AD Ports Group, a facilitator of global trade, logistics and industry on Tuesday (28 May) said it signed a memorandum of understanding (MoU) with container shipping line and terminal operator Transmar and global engineering and construction contractor Orascom Construction for the development of a green methanol storage and export facility. 

AD Ports Group said the facility will aim to supply low-carbon fuel for maritime transport, presenting an opportunity to establish clean alternative energy storage solutions globally.

Green methanol is a synthetic fuel produced renewably and without polluting emissions, and can be produced from green hydrogen.
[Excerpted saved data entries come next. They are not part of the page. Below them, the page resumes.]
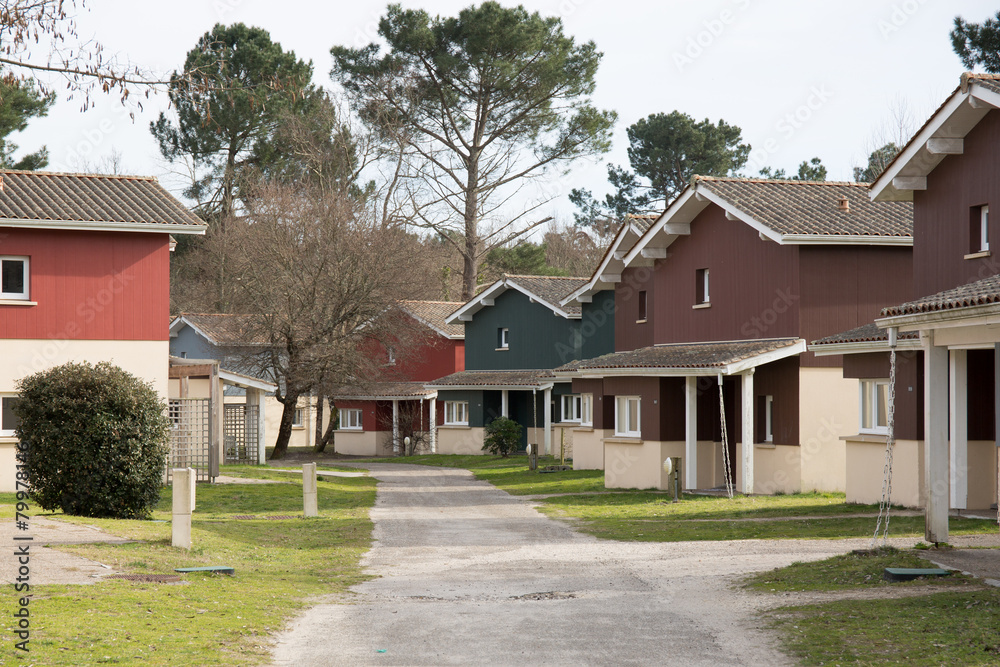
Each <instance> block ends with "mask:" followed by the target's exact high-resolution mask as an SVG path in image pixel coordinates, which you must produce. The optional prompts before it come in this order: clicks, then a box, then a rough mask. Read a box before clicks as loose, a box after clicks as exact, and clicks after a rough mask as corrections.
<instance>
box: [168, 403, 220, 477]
mask: <svg viewBox="0 0 1000 667" xmlns="http://www.w3.org/2000/svg"><path fill="white" fill-rule="evenodd" d="M168 409H169V416H170V422H171V430H170V457H169V460H168V461H167V483H170V471H171V470H172V469H174V468H194V470H195V474H196V479H197V481H199V482H209V481H211V479H212V477H214V475H213V474H212V471H213V469H214V468H215V467H216V466H213V465H212V462H213V461H212V459H213V454H212V404H211V400H210V399H207V398H171V399H170V401H169V404H168Z"/></svg>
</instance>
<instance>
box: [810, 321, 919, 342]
mask: <svg viewBox="0 0 1000 667" xmlns="http://www.w3.org/2000/svg"><path fill="white" fill-rule="evenodd" d="M896 339H897V340H920V334H919V333H917V332H916V331H900V332H899V334H897V336H896ZM888 342H889V330H888V329H880V328H879V326H878V325H877V324H875V323H874V322H871V323H870V324H866V325H864V326H861V327H857V328H856V329H851V330H850V331H843V332H841V333H839V334H834V335H832V336H827V337H826V338H820V339H819V340H816V341H813V343H812V344H813V345H837V344H840V343H888Z"/></svg>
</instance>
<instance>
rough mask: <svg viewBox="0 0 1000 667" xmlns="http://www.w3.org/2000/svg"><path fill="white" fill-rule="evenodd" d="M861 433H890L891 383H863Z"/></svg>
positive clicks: (875, 380)
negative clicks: (889, 431) (889, 425)
mask: <svg viewBox="0 0 1000 667" xmlns="http://www.w3.org/2000/svg"><path fill="white" fill-rule="evenodd" d="M861 432H862V433H880V434H884V433H888V432H889V381H888V380H862V381H861Z"/></svg>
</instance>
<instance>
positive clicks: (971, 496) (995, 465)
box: [966, 440, 997, 509]
mask: <svg viewBox="0 0 1000 667" xmlns="http://www.w3.org/2000/svg"><path fill="white" fill-rule="evenodd" d="M968 456H969V499H968V502H967V505H966V506H967V507H968V508H969V509H986V508H988V507H989V506H990V505H992V504H993V503H995V502H997V446H996V443H995V442H993V441H991V440H973V441H970V442H969V452H968Z"/></svg>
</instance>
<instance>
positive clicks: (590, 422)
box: [580, 394, 594, 426]
mask: <svg viewBox="0 0 1000 667" xmlns="http://www.w3.org/2000/svg"><path fill="white" fill-rule="evenodd" d="M593 425H594V395H593V394H580V426H593Z"/></svg>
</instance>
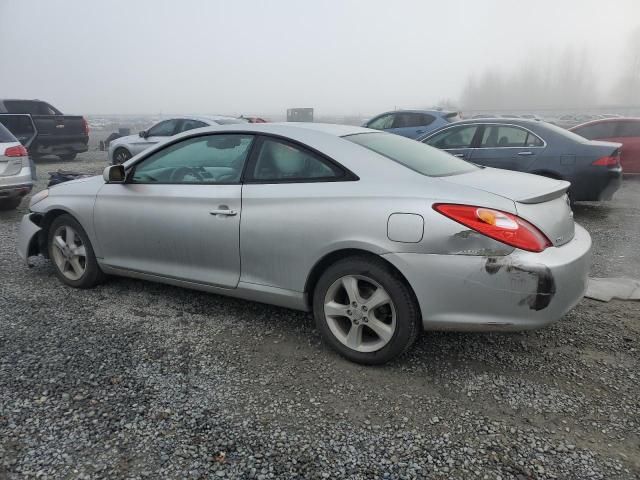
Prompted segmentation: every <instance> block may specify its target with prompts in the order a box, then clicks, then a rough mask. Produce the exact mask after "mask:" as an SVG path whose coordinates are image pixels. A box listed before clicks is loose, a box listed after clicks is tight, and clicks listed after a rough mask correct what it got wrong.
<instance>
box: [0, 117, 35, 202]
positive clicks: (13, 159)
mask: <svg viewBox="0 0 640 480" xmlns="http://www.w3.org/2000/svg"><path fill="white" fill-rule="evenodd" d="M32 188H33V176H32V170H31V162H30V161H29V154H28V152H27V149H26V148H24V146H23V145H22V144H21V143H20V142H19V141H18V140H16V137H14V136H13V134H12V133H11V132H9V130H7V129H6V128H5V127H4V125H2V124H0V210H13V209H14V208H17V207H18V205H20V202H21V201H22V198H23V197H24V196H25V195H26V194H27V193H29V192H30V191H31V189H32Z"/></svg>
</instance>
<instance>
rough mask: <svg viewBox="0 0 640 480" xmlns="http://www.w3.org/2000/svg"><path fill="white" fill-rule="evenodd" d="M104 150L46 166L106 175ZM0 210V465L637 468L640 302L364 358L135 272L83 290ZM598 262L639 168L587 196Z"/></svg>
mask: <svg viewBox="0 0 640 480" xmlns="http://www.w3.org/2000/svg"><path fill="white" fill-rule="evenodd" d="M104 164H105V154H104V153H102V152H89V153H87V154H85V155H82V156H81V157H79V158H78V161H75V162H73V163H71V162H69V163H55V162H54V161H51V162H48V163H47V162H44V163H40V164H39V165H38V171H39V174H40V177H41V179H40V181H39V182H38V188H37V189H36V191H37V190H40V189H42V188H43V187H44V185H45V183H46V179H45V177H46V176H47V175H46V172H47V171H50V170H55V169H57V168H75V169H81V170H83V171H88V172H95V173H98V172H99V171H100V170H101V169H102V167H103V166H104ZM25 203H26V202H24V203H23V205H22V206H21V208H20V210H19V211H18V212H0V279H1V280H0V281H1V282H2V283H1V288H0V294H1V295H0V478H5V477H7V478H31V477H40V478H92V479H93V478H177V477H179V478H258V479H267V478H300V479H314V478H332V479H333V478H349V479H360V478H361V479H369V478H403V479H404V478H489V479H499V478H503V479H507V478H518V479H529V478H557V479H571V478H575V479H584V478H593V479H605V478H606V479H617V478H640V427H639V425H640V388H639V387H638V379H639V376H640V373H639V372H638V366H639V364H640V362H639V357H640V355H639V351H638V340H639V338H640V302H619V301H612V302H611V303H599V302H595V301H591V300H586V299H585V300H583V301H582V302H581V303H580V304H579V305H578V307H577V308H576V309H575V310H574V311H572V312H571V313H570V314H569V315H567V316H566V318H564V319H563V320H561V321H560V322H558V323H557V324H555V325H553V326H551V327H549V328H546V329H543V330H541V331H537V332H529V333H521V334H520V333H519V334H456V333H427V334H425V335H423V336H422V337H421V338H420V339H419V341H418V342H417V345H416V347H415V348H414V349H412V350H411V351H410V352H409V353H408V354H406V355H405V356H404V357H402V358H400V359H398V360H397V361H395V362H393V363H391V364H389V365H387V366H384V367H377V368H371V367H361V366H358V365H354V364H351V363H349V362H346V361H345V360H343V359H341V358H340V357H338V356H337V355H336V354H334V353H333V352H332V351H330V350H329V349H328V348H327V346H325V345H323V344H322V343H321V341H320V338H319V335H318V333H317V331H316V330H315V329H314V325H313V321H312V318H311V316H310V315H307V314H303V313H298V312H293V311H289V310H285V309H280V308H276V307H271V306H266V305H261V304H256V303H250V302H245V301H239V300H234V299H229V298H224V297H220V296H216V295H210V294H205V293H199V292H193V291H188V290H183V289H179V288H174V287H169V286H164V285H158V284H152V283H145V282H142V281H136V280H128V279H118V278H114V279H111V280H110V281H109V282H108V283H106V284H105V285H103V286H101V287H99V288H96V289H93V290H89V291H80V290H73V289H70V288H67V287H64V286H62V285H61V284H60V282H58V281H57V280H56V278H55V277H54V273H53V270H52V267H51V266H50V265H49V264H48V263H47V262H45V261H38V262H36V265H35V266H34V267H33V268H30V269H28V268H26V267H25V266H24V265H23V264H22V263H21V262H20V260H19V259H18V257H17V255H16V253H15V245H16V235H17V222H18V219H19V218H20V217H21V215H22V214H23V213H24V212H25V210H26V206H25ZM576 218H577V219H578V221H579V222H581V223H582V224H583V225H585V226H586V228H587V229H588V230H589V231H590V232H591V234H592V235H593V239H594V243H595V247H594V248H595V258H594V265H593V269H592V274H593V275H594V276H621V275H627V276H635V277H638V276H639V275H638V272H639V271H640V268H639V266H640V249H639V248H638V245H639V244H640V182H639V181H628V182H625V185H624V187H623V189H622V190H621V191H620V192H619V193H618V195H617V197H616V199H615V201H613V202H611V203H607V204H605V205H596V204H593V205H580V206H578V207H576Z"/></svg>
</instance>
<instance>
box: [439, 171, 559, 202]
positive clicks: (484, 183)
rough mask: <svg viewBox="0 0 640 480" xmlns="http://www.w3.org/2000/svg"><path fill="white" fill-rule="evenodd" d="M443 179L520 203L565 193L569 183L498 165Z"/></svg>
mask: <svg viewBox="0 0 640 480" xmlns="http://www.w3.org/2000/svg"><path fill="white" fill-rule="evenodd" d="M441 178H442V180H444V181H446V182H449V183H455V184H457V185H464V186H467V187H472V188H476V189H478V190H482V191H485V192H490V193H494V194H496V195H500V196H501V197H505V198H508V199H510V200H513V201H514V202H520V203H541V202H545V201H547V200H552V199H553V198H557V197H560V196H562V195H563V194H564V193H565V192H566V191H567V189H568V188H569V186H570V185H571V184H570V183H569V182H565V181H564V180H555V179H552V178H547V177H541V176H540V175H532V174H529V173H522V172H513V171H510V170H501V169H498V168H489V167H485V168H479V169H478V170H474V171H472V172H469V173H463V174H461V175H453V176H450V177H441Z"/></svg>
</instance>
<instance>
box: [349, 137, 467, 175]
mask: <svg viewBox="0 0 640 480" xmlns="http://www.w3.org/2000/svg"><path fill="white" fill-rule="evenodd" d="M342 138H344V139H345V140H349V141H350V142H353V143H357V144H358V145H361V146H363V147H365V148H368V149H369V150H372V151H374V152H376V153H379V154H380V155H384V156H385V157H387V158H390V159H391V160H393V161H395V162H398V163H400V164H402V165H404V166H405V167H407V168H410V169H411V170H414V171H416V172H418V173H421V174H422V175H428V176H430V177H443V176H446V175H457V174H460V173H466V172H471V171H473V170H477V168H478V167H476V166H474V165H472V164H471V163H468V162H465V161H464V160H461V159H459V158H456V157H454V156H453V155H450V154H448V153H446V152H443V151H442V150H438V149H437V148H433V147H430V146H429V145H425V144H424V143H420V142H416V141H415V140H411V139H409V138H406V137H401V136H399V135H393V134H390V133H359V134H355V135H347V136H346V137H342Z"/></svg>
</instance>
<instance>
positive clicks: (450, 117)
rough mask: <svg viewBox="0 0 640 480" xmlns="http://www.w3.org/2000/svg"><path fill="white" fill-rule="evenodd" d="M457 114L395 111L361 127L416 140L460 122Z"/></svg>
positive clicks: (409, 111) (376, 119) (451, 112)
mask: <svg viewBox="0 0 640 480" xmlns="http://www.w3.org/2000/svg"><path fill="white" fill-rule="evenodd" d="M460 119H461V117H460V113H459V112H448V111H443V110H396V111H393V112H386V113H382V114H380V115H378V116H376V117H373V118H372V119H371V120H369V121H368V122H366V123H365V124H364V125H363V127H366V128H373V129H375V130H384V131H385V132H389V133H395V134H397V135H402V136H403V137H409V138H417V137H419V136H420V135H424V134H425V133H428V132H431V131H433V130H436V129H438V128H440V127H442V126H444V125H448V124H450V123H451V122H455V121H457V120H460Z"/></svg>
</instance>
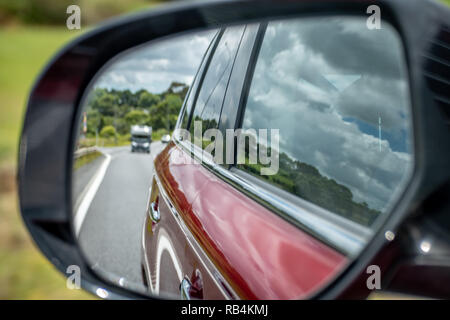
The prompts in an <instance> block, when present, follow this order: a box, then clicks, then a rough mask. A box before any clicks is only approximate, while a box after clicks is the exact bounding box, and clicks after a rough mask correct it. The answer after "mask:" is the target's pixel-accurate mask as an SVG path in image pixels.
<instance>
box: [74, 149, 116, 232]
mask: <svg viewBox="0 0 450 320" xmlns="http://www.w3.org/2000/svg"><path fill="white" fill-rule="evenodd" d="M102 153H103V154H104V155H105V157H106V159H105V160H104V161H103V163H102V165H101V167H100V168H99V169H98V171H97V173H96V174H95V177H94V179H93V180H92V182H91V183H89V185H88V189H87V191H86V193H85V196H84V197H83V199H82V200H81V204H80V206H79V207H78V209H77V212H76V214H75V218H74V221H73V224H74V228H75V235H76V236H77V238H78V235H79V233H80V230H81V226H82V225H83V222H84V218H85V217H86V214H87V212H88V210H89V207H90V205H91V202H92V200H94V197H95V194H96V193H97V190H98V188H99V187H100V184H101V183H102V181H103V178H104V176H105V173H106V170H107V169H108V166H109V163H110V162H111V156H110V155H109V154H107V153H106V152H102Z"/></svg>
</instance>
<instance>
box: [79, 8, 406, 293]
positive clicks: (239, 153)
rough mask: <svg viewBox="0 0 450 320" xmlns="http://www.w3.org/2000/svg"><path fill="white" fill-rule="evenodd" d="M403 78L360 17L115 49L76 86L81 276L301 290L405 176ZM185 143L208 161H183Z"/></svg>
mask: <svg viewBox="0 0 450 320" xmlns="http://www.w3.org/2000/svg"><path fill="white" fill-rule="evenodd" d="M407 79H408V76H407V69H406V64H405V61H404V56H403V47H402V43H401V39H400V37H399V35H398V33H397V32H396V30H395V29H394V28H393V27H391V26H390V25H389V24H388V23H387V22H384V24H383V28H382V29H381V30H369V29H368V28H367V26H366V20H365V17H345V16H339V17H333V18H330V17H327V18H326V19H325V18H318V17H316V18H301V19H291V20H286V21H272V22H268V23H252V24H248V25H240V26H231V27H227V28H223V29H221V30H209V31H203V32H198V33H195V34H186V35H183V36H178V37H173V38H170V39H166V40H161V41H158V42H154V43H149V44H145V45H142V46H140V47H138V48H135V49H133V50H130V51H129V52H126V53H124V54H121V55H120V56H118V57H117V58H116V59H113V61H112V62H110V63H109V64H108V65H107V66H106V67H105V68H104V69H103V70H102V71H101V72H100V73H99V75H98V76H97V77H96V78H95V79H94V80H93V83H92V84H91V86H90V89H89V90H88V91H87V92H86V94H85V98H84V102H83V106H82V107H83V109H82V113H81V117H80V125H79V137H78V140H77V143H76V150H75V153H74V168H73V188H72V190H73V191H72V193H73V203H74V210H73V212H74V223H73V225H74V229H75V233H76V236H77V238H78V241H79V243H80V246H81V248H82V250H83V252H84V254H85V256H86V258H87V260H88V262H89V263H90V265H91V267H92V269H93V270H94V271H96V272H98V274H99V275H100V276H102V277H104V278H106V279H107V280H109V281H111V282H113V283H115V284H117V285H120V286H123V287H126V288H130V289H132V290H135V291H139V292H144V293H148V294H156V295H162V296H163V297H170V298H184V299H224V298H225V299H240V298H243V299H245V298H250V299H291V298H307V297H309V296H311V295H312V294H313V293H314V292H317V290H318V289H320V288H323V287H324V286H325V285H326V284H327V283H329V282H330V279H333V277H334V276H336V275H337V274H338V273H339V272H341V271H342V270H343V268H344V267H345V266H346V265H348V263H349V262H351V259H352V258H354V257H355V256H356V255H357V254H358V253H359V252H360V251H361V250H362V249H363V248H364V246H365V245H366V244H367V241H369V240H370V237H371V236H372V235H373V232H374V230H376V229H377V228H379V225H380V224H381V223H382V222H383V218H382V217H386V215H387V214H388V213H389V211H390V210H391V208H392V207H393V205H394V204H395V202H396V201H397V200H398V198H399V195H400V194H401V193H402V191H403V190H404V188H405V186H406V183H407V182H408V179H409V177H410V174H411V170H412V166H413V156H412V155H413V153H412V133H411V130H412V128H411V127H412V126H411V114H410V102H409V84H408V80H407ZM179 115H180V119H178V117H179ZM241 129H242V130H241ZM230 130H231V139H230V140H226V141H225V142H224V141H220V139H222V138H223V139H225V137H227V134H228V133H229V132H230ZM264 130H266V131H267V132H268V133H267V132H266V133H265V134H264V137H265V138H266V139H265V140H264V139H262V132H264ZM275 133H276V135H274V134H275ZM197 134H199V136H197ZM242 136H244V138H242ZM241 138H242V139H241ZM239 141H241V142H242V141H243V144H242V145H241V144H240V142H239ZM246 141H247V142H246ZM252 141H255V142H256V144H255V145H252ZM234 143H236V145H234ZM230 145H231V147H230ZM211 146H212V147H213V148H210V147H211ZM240 146H242V148H243V149H242V150H241V149H240ZM219 149H220V150H219ZM219 151H220V152H219ZM198 152H200V154H201V155H203V154H204V153H205V152H211V154H210V155H211V156H212V157H213V159H214V161H215V162H216V163H215V164H213V165H212V166H211V164H210V163H208V164H207V165H206V164H205V165H204V166H198V165H197V164H198V161H199V159H203V158H202V157H200V158H199V157H198ZM217 154H220V155H221V156H220V157H215V155H217ZM261 154H263V155H266V156H267V157H265V158H261V157H260V156H261ZM253 157H255V159H256V162H253V160H254V159H253ZM193 159H195V161H194V160H193ZM208 159H211V158H208ZM218 160H220V161H218ZM222 160H223V161H222ZM200 161H201V160H200ZM191 164H195V165H191ZM217 164H219V165H220V166H217ZM264 169H269V170H264ZM264 172H265V173H264ZM224 175H225V176H226V177H227V179H221V177H223V176H224ZM230 181H231V183H229V182H230ZM286 217H288V219H286Z"/></svg>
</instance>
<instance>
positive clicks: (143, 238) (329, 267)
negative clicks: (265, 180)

This chemical compound can be used as a low-carbon liquid fuel and is a promising alternative to fossil fuels in areas where decarbonisation is a major challenge.  

Aside from the maritime industry, green methanol can help decarbonise other hard-to-abate industries, including chemical and plastics. 

“The addition of a facility in this area will provide bunkering solutions for those mainliners who have ordered green methanol powered vessels and is aligned with AD Ports Group’s overall decarbonisation strategy and expansion into clean energy liquid bulk storage,” the Group added.

Captain Ammar Mubarak Al Shaiba, CEO – Maritime & Shipping Cluster, AD Ports Group, said: "By signing this MoU with Orascom Construction who have vast international experience in bulk liquid terminals for Methanol storage, and Transmar, who have decades of expertise in this region and within terminal operations, AD Ports Group and its subsidiaries are taking a significant step towards the sustainable future of energy.”

“This initiative not only aligns with the UAE's decarbonisation goals but also accelerates the energy transition in shipping, positioning us at the forefront of the green hydrogen revolution and enabling us to contribute to global environmental stewardship and economic diversification."